Il y a huit jours, le Trésor américain, la Federal Deposit Insurance Corporation (FDIC) et la Réserve fédérale américaine (Fed) ont annoncé une action concertée pour stabiliser le système bancaire américain en réponse à l’effondrement de deux banques de moyenne envergure, SVB Financial Group et Signature Bank. Point de situation.

Les trois institutions ont annoncé la création du Bank Term Funding Program (BTFP), un mécanisme qui permet aux établissements de dépôt de contracter des prêts d’une durée pouvant aller jusqu’à un an en échange du nantissement de bons du Trésor et d’autres titres. Les titres nantis le seront à leur valeur faciale, et non au prix du marché, ce qui évitera les ventes forcées en cas de tensions.

Les déposants des deux banques en détresse ont reçu l’assurance de pouvoir accéder à la totalité de leurs fonds, y compris ceux dont les avoirs dépassent le plafond de garantie de la FDIC, qui s’élève à 250 000 dollars.

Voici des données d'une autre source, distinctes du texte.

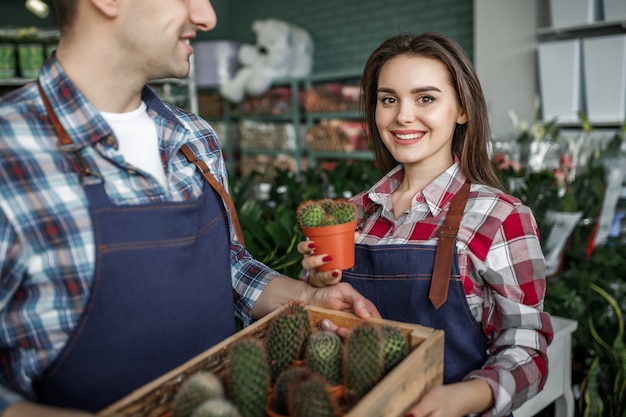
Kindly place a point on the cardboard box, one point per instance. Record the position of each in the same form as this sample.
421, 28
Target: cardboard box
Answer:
391, 397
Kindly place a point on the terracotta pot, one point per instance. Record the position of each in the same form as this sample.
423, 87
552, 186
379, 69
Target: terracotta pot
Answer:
337, 241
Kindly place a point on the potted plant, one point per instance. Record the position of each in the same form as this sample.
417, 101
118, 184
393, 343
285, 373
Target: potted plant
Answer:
331, 224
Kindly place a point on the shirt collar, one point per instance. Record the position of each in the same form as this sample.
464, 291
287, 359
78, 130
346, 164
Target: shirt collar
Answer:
437, 194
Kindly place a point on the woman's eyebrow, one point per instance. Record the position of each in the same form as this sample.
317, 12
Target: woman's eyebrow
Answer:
413, 91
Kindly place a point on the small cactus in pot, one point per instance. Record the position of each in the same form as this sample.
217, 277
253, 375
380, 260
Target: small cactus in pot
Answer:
331, 224
325, 212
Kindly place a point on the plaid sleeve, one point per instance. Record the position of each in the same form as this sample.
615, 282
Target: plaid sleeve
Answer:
518, 328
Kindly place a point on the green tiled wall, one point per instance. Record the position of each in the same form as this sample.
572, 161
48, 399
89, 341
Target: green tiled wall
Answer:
346, 31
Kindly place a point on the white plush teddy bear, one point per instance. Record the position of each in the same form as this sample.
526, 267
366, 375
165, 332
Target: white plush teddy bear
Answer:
281, 50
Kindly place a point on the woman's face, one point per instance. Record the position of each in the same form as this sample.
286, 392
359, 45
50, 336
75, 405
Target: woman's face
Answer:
417, 111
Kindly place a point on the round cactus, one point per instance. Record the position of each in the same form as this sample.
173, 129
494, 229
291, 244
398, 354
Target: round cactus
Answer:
285, 341
198, 388
311, 398
325, 212
216, 407
396, 347
310, 214
343, 210
324, 355
249, 376
364, 362
288, 378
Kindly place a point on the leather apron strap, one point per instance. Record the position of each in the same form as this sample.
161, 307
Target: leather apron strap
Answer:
206, 173
445, 247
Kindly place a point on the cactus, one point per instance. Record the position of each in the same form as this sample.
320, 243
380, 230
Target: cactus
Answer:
343, 210
310, 214
284, 382
249, 376
198, 388
298, 308
324, 354
311, 398
364, 362
216, 407
325, 212
396, 347
285, 341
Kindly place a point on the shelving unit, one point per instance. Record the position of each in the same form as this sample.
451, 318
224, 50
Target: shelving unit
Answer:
296, 114
179, 91
315, 116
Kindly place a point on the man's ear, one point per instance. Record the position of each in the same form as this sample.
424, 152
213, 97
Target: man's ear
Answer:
109, 8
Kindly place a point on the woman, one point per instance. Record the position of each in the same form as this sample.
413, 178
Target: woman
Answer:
480, 275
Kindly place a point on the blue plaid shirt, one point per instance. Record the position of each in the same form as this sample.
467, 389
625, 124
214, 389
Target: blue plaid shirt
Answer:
47, 251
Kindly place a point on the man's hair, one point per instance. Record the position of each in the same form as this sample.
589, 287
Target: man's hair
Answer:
66, 12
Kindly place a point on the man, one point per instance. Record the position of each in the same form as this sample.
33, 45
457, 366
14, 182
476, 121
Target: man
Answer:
116, 256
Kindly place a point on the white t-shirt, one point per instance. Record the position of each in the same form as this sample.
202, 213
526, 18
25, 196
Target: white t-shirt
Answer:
138, 141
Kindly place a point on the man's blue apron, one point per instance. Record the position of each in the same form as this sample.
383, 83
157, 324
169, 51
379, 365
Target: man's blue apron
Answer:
397, 279
161, 294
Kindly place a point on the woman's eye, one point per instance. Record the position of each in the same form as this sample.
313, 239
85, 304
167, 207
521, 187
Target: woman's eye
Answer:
425, 99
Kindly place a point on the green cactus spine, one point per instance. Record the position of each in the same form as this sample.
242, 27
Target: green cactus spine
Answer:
324, 355
249, 377
216, 407
288, 378
285, 341
311, 398
343, 210
310, 214
364, 362
195, 390
325, 212
396, 347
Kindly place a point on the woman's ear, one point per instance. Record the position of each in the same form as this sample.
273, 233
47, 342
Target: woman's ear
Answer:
109, 8
461, 118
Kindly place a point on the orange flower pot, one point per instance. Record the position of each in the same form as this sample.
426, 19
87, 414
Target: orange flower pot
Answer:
337, 241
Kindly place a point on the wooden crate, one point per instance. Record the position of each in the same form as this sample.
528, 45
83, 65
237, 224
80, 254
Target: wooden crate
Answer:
391, 397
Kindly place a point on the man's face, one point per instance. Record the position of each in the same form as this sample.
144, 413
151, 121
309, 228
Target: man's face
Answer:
155, 34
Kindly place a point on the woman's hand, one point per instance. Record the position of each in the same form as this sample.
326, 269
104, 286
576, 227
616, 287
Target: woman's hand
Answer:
312, 261
470, 397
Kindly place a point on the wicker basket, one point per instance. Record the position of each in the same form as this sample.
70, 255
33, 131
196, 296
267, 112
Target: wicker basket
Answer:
332, 97
337, 135
266, 166
391, 397
276, 101
261, 135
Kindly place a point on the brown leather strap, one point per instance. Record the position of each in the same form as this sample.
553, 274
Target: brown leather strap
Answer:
206, 173
64, 138
445, 248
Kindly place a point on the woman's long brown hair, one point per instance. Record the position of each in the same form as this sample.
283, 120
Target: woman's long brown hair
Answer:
470, 140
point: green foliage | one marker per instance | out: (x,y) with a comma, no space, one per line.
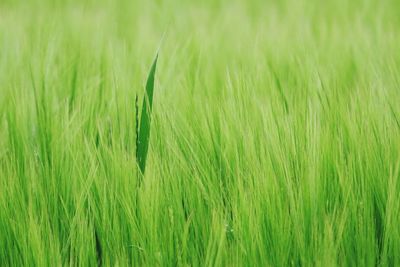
(275,135)
(143,134)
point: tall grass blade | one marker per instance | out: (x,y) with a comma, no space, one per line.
(144,130)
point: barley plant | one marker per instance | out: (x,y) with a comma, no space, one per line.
(268,135)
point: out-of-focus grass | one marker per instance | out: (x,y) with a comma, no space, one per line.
(275,137)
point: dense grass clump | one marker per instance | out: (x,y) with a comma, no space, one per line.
(275,133)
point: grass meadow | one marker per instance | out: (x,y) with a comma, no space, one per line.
(274,135)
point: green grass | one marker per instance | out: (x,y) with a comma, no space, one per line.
(275,137)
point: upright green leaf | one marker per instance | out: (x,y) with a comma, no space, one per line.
(143,136)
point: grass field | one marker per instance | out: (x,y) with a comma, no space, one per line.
(275,133)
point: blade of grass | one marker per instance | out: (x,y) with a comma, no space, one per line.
(143,135)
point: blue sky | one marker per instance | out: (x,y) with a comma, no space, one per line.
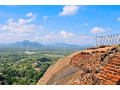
(58,23)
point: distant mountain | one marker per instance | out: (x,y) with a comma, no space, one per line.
(62,45)
(26,43)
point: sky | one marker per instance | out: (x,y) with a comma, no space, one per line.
(58,23)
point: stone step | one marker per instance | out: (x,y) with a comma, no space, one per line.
(116,60)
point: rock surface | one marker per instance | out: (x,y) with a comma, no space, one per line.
(94,66)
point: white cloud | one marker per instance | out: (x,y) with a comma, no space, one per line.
(45,18)
(21,26)
(109,29)
(69,10)
(66,34)
(119,19)
(29,14)
(97,30)
(65,37)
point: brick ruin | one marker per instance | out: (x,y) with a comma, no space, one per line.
(99,66)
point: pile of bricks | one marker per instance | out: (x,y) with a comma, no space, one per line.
(108,71)
(111,73)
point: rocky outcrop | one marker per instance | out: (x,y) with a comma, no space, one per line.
(94,66)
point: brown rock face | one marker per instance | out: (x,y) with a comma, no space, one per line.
(95,66)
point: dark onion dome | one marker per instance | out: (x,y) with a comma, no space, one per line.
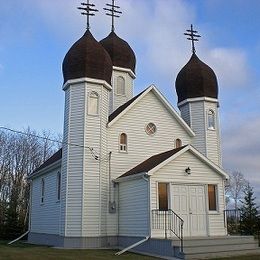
(120,52)
(196,79)
(87,58)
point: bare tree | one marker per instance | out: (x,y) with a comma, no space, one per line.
(235,187)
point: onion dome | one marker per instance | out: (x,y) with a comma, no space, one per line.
(196,79)
(87,58)
(120,52)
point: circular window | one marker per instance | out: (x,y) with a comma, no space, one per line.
(150,129)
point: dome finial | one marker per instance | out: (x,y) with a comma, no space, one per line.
(88,10)
(192,37)
(113,12)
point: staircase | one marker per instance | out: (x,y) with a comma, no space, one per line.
(212,247)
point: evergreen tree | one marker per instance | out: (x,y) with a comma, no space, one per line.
(249,218)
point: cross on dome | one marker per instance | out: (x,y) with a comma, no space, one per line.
(193,36)
(88,10)
(113,12)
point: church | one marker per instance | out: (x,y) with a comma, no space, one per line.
(133,171)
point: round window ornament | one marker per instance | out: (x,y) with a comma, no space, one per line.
(150,129)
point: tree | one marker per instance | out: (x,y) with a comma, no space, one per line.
(249,213)
(20,155)
(235,187)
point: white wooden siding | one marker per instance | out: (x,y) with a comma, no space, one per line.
(133,208)
(185,113)
(140,145)
(45,217)
(174,172)
(118,100)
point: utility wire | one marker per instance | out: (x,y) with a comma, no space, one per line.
(91,149)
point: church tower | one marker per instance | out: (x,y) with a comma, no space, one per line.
(87,71)
(197,90)
(123,60)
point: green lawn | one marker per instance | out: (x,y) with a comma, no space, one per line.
(23,251)
(20,251)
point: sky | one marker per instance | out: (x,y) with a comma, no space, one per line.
(35,36)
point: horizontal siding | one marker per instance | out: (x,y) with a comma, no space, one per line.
(45,217)
(174,172)
(133,208)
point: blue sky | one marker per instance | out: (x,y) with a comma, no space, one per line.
(35,36)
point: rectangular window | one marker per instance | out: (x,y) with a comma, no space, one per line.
(42,190)
(58,185)
(163,196)
(212,191)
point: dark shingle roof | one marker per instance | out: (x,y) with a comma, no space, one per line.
(120,52)
(123,107)
(196,79)
(55,157)
(87,58)
(152,162)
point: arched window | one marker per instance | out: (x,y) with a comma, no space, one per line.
(120,86)
(42,190)
(211,119)
(93,103)
(123,143)
(58,185)
(178,143)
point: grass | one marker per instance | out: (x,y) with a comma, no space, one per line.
(24,251)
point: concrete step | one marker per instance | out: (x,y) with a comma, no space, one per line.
(227,240)
(235,253)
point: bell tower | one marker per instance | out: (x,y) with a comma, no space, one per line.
(197,89)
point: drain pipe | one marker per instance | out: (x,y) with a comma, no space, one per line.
(132,246)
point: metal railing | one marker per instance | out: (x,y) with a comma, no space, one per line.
(168,220)
(232,220)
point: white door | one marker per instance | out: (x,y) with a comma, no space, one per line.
(188,201)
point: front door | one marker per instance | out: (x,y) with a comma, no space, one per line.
(188,201)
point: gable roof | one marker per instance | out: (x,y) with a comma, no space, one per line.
(123,107)
(54,158)
(157,161)
(152,162)
(119,112)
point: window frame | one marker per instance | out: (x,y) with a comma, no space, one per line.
(123,86)
(42,190)
(58,186)
(216,208)
(212,121)
(148,130)
(123,145)
(91,96)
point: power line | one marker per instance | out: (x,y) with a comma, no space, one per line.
(91,149)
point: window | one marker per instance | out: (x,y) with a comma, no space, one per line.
(93,103)
(150,129)
(58,185)
(163,196)
(178,143)
(211,119)
(212,191)
(123,143)
(42,190)
(120,86)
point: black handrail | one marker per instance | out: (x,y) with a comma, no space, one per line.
(168,220)
(232,220)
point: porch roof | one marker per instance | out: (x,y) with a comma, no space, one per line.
(151,162)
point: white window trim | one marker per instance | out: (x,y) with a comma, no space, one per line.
(124,146)
(98,103)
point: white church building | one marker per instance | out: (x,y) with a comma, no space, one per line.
(132,168)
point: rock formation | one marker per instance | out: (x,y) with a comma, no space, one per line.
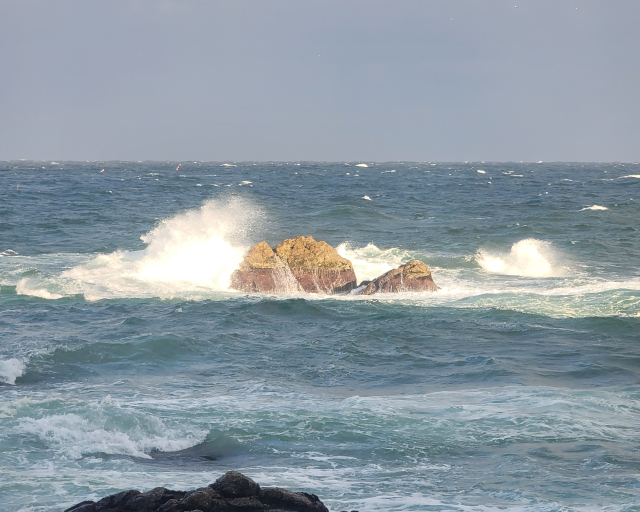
(232,492)
(414,276)
(296,265)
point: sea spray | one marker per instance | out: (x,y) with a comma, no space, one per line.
(194,251)
(10,370)
(370,262)
(527,258)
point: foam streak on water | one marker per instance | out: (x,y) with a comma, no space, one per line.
(126,362)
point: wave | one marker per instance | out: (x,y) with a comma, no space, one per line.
(107,428)
(192,252)
(10,370)
(370,262)
(527,258)
(594,207)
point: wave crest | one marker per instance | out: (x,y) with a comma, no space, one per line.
(527,258)
(194,251)
(10,370)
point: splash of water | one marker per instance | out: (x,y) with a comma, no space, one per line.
(10,370)
(197,250)
(370,262)
(527,258)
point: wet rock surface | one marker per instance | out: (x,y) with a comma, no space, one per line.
(414,276)
(299,264)
(233,492)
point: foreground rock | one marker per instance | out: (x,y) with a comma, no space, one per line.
(296,265)
(232,492)
(414,276)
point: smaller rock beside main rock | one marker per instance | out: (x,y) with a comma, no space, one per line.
(231,492)
(414,276)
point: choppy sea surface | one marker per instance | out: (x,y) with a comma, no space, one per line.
(125,362)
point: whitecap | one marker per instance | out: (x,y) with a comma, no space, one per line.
(528,258)
(10,370)
(110,429)
(26,287)
(190,253)
(370,262)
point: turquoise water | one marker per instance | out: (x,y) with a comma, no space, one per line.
(125,361)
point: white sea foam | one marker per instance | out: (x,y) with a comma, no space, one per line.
(27,286)
(10,370)
(108,429)
(192,252)
(594,207)
(370,262)
(528,258)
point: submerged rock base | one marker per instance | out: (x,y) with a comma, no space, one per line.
(414,276)
(232,492)
(303,265)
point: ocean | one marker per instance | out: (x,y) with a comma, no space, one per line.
(126,362)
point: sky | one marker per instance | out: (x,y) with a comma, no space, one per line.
(330,80)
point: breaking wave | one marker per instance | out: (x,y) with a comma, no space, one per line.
(527,258)
(192,252)
(10,370)
(107,428)
(370,262)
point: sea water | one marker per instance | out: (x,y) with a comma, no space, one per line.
(126,362)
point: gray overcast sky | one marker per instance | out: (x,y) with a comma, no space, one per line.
(448,80)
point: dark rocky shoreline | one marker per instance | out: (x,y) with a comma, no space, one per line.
(233,492)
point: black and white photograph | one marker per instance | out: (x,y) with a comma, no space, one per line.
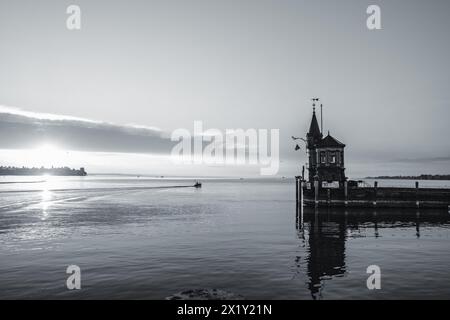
(224,150)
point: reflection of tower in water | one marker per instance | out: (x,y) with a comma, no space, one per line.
(326,250)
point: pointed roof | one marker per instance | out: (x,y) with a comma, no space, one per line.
(314,127)
(330,142)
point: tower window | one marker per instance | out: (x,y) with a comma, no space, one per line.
(323,157)
(332,157)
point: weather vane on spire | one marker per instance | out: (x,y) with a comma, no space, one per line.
(314,100)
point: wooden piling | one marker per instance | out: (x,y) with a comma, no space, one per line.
(417,194)
(346,192)
(316,193)
(375,193)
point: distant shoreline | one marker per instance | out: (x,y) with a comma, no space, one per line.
(421,177)
(63,171)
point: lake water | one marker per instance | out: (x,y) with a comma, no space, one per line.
(133,238)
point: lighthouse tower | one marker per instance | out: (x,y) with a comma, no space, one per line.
(326,156)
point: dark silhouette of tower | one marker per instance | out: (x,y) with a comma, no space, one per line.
(326,155)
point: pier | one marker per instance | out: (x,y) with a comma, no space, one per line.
(326,185)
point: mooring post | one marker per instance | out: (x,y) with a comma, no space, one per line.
(417,194)
(375,193)
(301,202)
(346,192)
(316,193)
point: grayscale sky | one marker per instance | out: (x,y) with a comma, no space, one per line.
(232,64)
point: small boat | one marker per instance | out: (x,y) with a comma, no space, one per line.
(197,184)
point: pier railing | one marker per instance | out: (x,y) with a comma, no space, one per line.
(373,196)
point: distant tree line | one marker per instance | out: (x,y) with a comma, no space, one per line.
(62,171)
(421,177)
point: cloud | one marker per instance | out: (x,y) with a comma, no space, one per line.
(24,129)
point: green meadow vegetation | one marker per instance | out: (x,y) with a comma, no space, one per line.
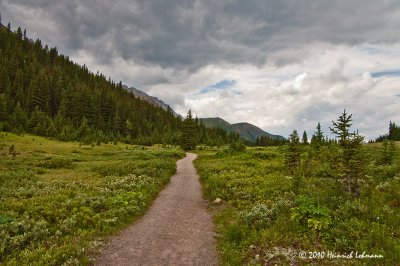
(270,212)
(59,201)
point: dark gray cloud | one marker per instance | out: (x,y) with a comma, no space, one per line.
(185,34)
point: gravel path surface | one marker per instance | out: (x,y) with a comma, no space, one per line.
(176,230)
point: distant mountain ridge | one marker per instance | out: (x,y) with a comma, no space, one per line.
(151,99)
(247,131)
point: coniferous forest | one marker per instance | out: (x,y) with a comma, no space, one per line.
(44,93)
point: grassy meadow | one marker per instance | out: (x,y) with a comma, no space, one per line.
(268,217)
(60,200)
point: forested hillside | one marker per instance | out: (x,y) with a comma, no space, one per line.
(45,93)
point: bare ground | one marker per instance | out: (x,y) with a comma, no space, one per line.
(177,229)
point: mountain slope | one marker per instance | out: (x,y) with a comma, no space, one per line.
(151,99)
(247,131)
(251,132)
(218,122)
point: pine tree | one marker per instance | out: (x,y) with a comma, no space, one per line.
(351,163)
(189,133)
(305,138)
(293,152)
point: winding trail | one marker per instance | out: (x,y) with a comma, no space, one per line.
(176,230)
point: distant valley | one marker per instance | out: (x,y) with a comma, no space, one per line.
(247,131)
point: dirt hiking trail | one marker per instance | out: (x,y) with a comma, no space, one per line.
(176,230)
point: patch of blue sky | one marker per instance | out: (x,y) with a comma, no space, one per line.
(221,85)
(386,73)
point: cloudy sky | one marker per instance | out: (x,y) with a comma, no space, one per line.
(277,64)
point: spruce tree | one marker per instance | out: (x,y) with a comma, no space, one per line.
(189,133)
(305,138)
(351,164)
(293,153)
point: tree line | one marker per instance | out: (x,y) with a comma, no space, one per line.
(344,159)
(44,93)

La baisse des cours des actions

Les autorités de réglementation ont réagi ainsi pour couper court aux doutes quant à l’état de santé du système bancaire. L’inquiétude des participants au marché a entraîné une forte baisse des cours des actions et des rendements obligataires après l’annonce de la faillite de SVB Financial Group, la 16e banque des Etats-Unis. Il s’agit de la plus grosse faillite bancaire depuis la crise financière de 2008.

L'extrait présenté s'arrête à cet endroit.